С финансовым подъемом Аверченко смог позволить себе то, чего был лишен в севастопольском детстве. Он любил путешествовать (особенно в Венецию), кататься на роликовых коньках, любил французскую борьбу (как зритель), скачки, шахматы, театр, занимался гиревой гимнастикой (никто не сказал, что для зрения это не слишком полезно!). Он блестяще знал все петербургские рестораны. Но главным его увлечением, кроме юмористики, был театр. Сначала он писал театральные рецензии (невольно подражая В. Дорошевичу), а потом одноактные пьесы (подражая европейским кабаре). Он посещал и «Летучую мышь», и академические театры, но потом пошел дальше: сначала стал публично читать свои рассказы, а позже, уже в эмиграции, участвовать в постановках по собственным пьесам в качестве актера. Однако перо у него было бойчее, чем способности чтеца: он читал рассказы тихо, невыразительно и с явным фрикативным дефектом. Он не умел имитировать речь, рассказывая, например, «еврейские» анекдоты. А тут и еще одна беда — его (человека публичного!) подводил вкус в одежде: «Аверченко — очень неглупый и жизненно опытный человек — поддавался лести как подвыпивший купчик… Он расцветал, когда ему говорили, что он удивительно ловко носит фрак (а фрак сидел на нем не так уж грациозно), что у него вкус к материям, костюмам, обуви, что он понимает толк в яствах, в винах, в светской жизни, в великосветских порядках… Тут он таял от удовольствия. Ему, севастопольскому мещанину, получившему „великосветское образование“ в дешевых кабачках…» (Е. Д. Зозуля, 2005). Удивительно напоминает биографию Д. Лондона! Уже в 1911 г. Аверченко снялся в кино, а через год фильм по его сценарию снял Я. Протазанов. Потом вышли еще две комедии по его сценариям (в одной он снялся сам, но фильм не сохранился).
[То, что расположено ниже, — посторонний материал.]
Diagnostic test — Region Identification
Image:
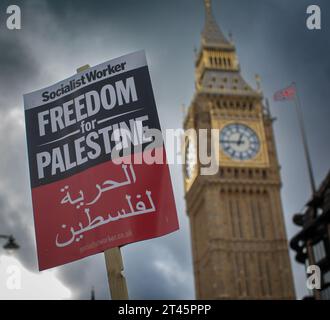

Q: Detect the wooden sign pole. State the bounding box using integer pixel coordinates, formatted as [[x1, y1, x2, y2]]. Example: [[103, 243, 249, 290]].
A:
[[77, 64, 128, 300]]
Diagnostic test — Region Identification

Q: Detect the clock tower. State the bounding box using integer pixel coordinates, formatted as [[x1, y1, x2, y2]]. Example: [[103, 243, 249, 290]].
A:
[[184, 0, 295, 299]]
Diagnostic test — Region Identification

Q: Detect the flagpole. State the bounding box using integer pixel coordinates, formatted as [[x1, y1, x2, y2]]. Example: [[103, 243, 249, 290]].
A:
[[293, 82, 316, 195]]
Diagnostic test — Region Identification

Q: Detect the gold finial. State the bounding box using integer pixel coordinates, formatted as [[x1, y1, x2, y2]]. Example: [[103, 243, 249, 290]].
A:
[[204, 0, 212, 13], [228, 31, 233, 42], [255, 74, 261, 91], [181, 103, 186, 119]]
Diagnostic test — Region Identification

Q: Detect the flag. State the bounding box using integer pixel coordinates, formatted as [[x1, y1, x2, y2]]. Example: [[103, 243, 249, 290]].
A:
[[274, 83, 296, 101]]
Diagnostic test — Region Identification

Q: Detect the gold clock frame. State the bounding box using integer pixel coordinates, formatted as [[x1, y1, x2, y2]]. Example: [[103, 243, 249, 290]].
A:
[[212, 119, 269, 168]]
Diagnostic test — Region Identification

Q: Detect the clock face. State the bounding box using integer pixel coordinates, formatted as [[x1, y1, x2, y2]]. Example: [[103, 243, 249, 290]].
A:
[[185, 139, 197, 179], [220, 123, 260, 161]]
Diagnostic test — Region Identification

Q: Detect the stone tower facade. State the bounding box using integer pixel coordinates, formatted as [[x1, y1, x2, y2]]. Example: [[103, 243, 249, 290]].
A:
[[184, 0, 295, 299]]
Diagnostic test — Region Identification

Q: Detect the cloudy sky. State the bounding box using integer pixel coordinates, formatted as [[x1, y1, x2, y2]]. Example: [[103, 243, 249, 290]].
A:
[[0, 0, 330, 299]]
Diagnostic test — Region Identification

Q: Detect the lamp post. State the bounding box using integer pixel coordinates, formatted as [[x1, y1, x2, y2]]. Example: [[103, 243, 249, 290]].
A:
[[0, 234, 19, 251]]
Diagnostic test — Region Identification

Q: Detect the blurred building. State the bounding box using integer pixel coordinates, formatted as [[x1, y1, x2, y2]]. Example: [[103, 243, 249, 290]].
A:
[[184, 0, 295, 299], [290, 171, 330, 300]]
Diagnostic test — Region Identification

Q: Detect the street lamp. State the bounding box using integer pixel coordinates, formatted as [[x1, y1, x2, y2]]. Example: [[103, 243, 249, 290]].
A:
[[0, 234, 19, 251]]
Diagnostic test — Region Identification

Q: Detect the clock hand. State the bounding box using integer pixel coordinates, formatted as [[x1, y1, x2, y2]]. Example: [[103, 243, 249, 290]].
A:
[[220, 140, 237, 144], [237, 133, 243, 146]]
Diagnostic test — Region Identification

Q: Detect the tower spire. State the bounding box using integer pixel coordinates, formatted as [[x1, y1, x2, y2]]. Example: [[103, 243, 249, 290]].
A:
[[202, 0, 230, 47]]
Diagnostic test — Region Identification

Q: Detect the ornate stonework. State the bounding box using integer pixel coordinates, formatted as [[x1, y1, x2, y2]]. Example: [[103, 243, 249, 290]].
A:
[[184, 0, 295, 299]]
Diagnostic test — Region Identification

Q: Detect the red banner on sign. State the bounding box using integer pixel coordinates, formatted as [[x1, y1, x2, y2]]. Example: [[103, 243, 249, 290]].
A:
[[24, 52, 179, 270]]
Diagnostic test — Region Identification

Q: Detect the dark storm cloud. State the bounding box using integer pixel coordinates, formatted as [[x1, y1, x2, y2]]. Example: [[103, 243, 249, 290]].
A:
[[0, 0, 330, 299]]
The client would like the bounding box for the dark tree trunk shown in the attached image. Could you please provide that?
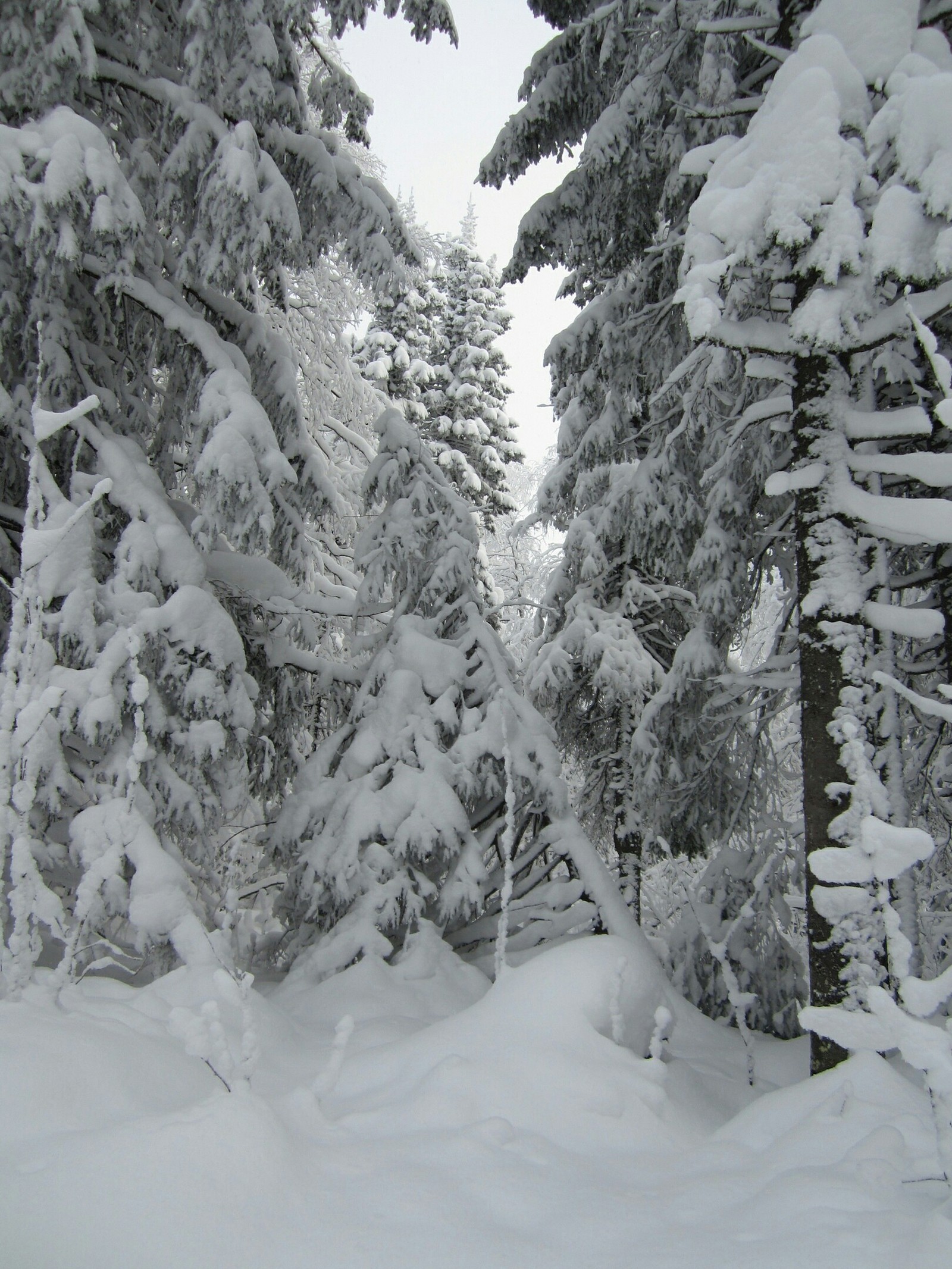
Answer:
[612,791,641,925]
[793,356,849,1075]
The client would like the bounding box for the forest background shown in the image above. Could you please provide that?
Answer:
[0,0,952,1127]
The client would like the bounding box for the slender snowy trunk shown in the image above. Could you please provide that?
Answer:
[793,355,848,1075]
[612,789,641,925]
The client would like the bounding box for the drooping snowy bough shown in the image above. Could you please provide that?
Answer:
[0,0,455,989]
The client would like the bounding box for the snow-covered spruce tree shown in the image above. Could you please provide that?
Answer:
[481,0,807,1017]
[424,204,522,531]
[354,202,446,430]
[0,0,452,982]
[680,0,952,1071]
[273,409,638,975]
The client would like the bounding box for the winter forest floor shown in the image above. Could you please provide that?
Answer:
[0,930,952,1269]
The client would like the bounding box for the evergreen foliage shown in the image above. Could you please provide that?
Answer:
[273,409,650,975]
[0,0,452,986]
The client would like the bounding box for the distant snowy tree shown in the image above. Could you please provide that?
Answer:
[424,204,522,529]
[354,202,446,430]
[0,0,455,982]
[274,410,654,975]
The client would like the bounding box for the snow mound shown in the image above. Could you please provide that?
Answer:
[0,926,952,1269]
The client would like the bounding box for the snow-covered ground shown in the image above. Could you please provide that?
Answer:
[0,929,952,1269]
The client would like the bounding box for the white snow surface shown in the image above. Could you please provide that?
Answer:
[0,926,952,1269]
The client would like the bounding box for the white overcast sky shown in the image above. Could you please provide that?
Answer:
[342,0,578,460]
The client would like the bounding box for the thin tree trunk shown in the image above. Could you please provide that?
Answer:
[793,355,849,1075]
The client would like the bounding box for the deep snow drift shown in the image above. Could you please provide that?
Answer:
[0,928,952,1269]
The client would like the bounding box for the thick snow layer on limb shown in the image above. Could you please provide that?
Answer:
[863,599,945,640]
[675,35,869,339]
[807,814,935,882]
[800,986,952,1098]
[801,0,919,84]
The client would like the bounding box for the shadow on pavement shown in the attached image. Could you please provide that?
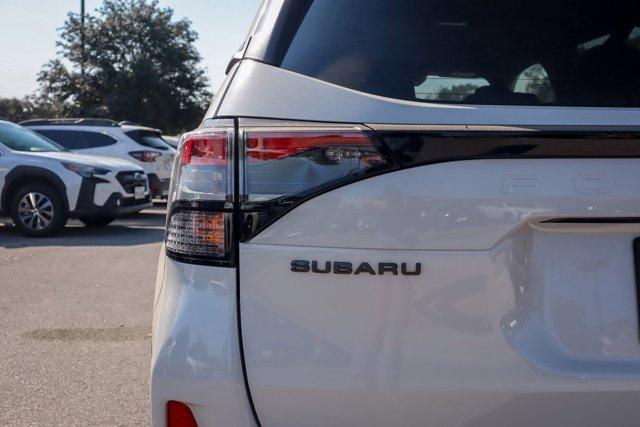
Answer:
[0,207,165,249]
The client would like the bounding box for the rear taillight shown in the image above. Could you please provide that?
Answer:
[129,151,162,163]
[165,120,393,266]
[242,127,385,200]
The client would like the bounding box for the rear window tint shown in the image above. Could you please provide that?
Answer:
[78,131,118,148]
[125,130,169,150]
[276,0,640,107]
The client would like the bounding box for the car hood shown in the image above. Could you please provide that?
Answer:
[21,151,144,172]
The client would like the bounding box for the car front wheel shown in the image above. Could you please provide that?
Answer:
[10,183,68,237]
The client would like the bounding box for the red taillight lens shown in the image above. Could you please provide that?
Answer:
[165,119,393,267]
[182,132,228,165]
[167,400,198,427]
[243,127,385,200]
[170,131,233,201]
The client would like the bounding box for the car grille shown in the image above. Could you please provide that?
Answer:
[116,171,147,193]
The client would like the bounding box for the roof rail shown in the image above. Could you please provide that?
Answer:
[19,118,120,127]
[118,120,142,126]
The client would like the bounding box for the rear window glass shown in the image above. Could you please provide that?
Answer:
[125,130,169,150]
[78,131,118,148]
[0,123,62,152]
[35,129,87,150]
[279,0,640,107]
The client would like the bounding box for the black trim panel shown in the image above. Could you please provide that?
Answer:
[378,131,640,168]
[633,237,640,338]
[239,130,640,242]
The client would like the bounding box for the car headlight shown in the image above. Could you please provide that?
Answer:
[62,163,111,178]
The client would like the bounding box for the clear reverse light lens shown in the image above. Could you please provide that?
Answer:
[165,211,227,258]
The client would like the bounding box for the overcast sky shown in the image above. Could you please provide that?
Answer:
[0,0,260,97]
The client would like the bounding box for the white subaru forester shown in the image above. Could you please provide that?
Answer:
[0,120,151,237]
[151,0,640,427]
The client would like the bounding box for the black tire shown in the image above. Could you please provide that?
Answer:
[9,183,69,237]
[78,216,115,227]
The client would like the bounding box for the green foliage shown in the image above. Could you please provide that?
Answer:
[38,0,211,133]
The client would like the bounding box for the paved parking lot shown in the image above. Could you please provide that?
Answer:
[0,207,164,426]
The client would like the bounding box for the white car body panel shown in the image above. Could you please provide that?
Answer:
[151,254,255,427]
[29,125,175,180]
[216,60,640,127]
[152,0,640,427]
[0,144,149,211]
[240,160,640,426]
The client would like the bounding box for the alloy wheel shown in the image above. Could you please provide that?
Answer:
[18,191,54,230]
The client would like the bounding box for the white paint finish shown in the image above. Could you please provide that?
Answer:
[240,159,640,427]
[216,60,640,126]
[240,231,640,427]
[151,254,255,427]
[252,159,640,250]
[29,125,175,180]
[0,144,149,211]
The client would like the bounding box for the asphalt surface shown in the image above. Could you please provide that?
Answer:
[0,207,164,426]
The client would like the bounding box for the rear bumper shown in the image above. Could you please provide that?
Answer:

Вообще, Аверченко был тщеславен. Не могу сказать, плохо это или хорошо, но это так. Сохранился его «донжуанский список», в котором 80 женских имен. Несмотря на его знаменитый афоризм «Страшная штука — женщина, и обращаться с ней нужно, как с ручной гранатой», женщин Аркадий Тимофеевич любил, как буйабес. Самый известный его роман был с актрисой Александрой Яковлевной Садовской. Все это было театрально, «показушно», они даже гастролировали вместе в Киеве и Одессе. И все же Аверченко был «великим петербургским холостяком». Известен другой его афоризм: «Мой принцип таков: кто хочет жить как человек и умереть как собака, пусть остается холостяком. Кто же хочет жить как собака и умереть как человек, тот женится».

В 1913 году в «Сатириконе» возник конфликт между учредителем М. Г. Корфельдом и Аверченко со товарищи (Радаков и Ремизов). Конечно, в основе конфликта лежала проблема доходов, а вовсе не нарушения «элементарной литературно-издательской этики», как представлял это Аркадий Тимофеевич, и литературное сообщество прекрасно это осознавало. В срок, который и сейчас можно назвать рекордным, Аверченко, Радаков и Ремизов создали товарищество «Новый Сатирикон». В новый журнал вместе с ними перешли Тэффи, А. Бенуа, М. Добужинский, А. Бухов и другие. А будущие знаменитости: С. Я. Маршак и Д,Актиль (Анатолий Адольфович Френкель), Василий Князев и другие — остались в старом «Сатириконе». Но Князев вскоре тоже перебежал в «Новый Сатирикон».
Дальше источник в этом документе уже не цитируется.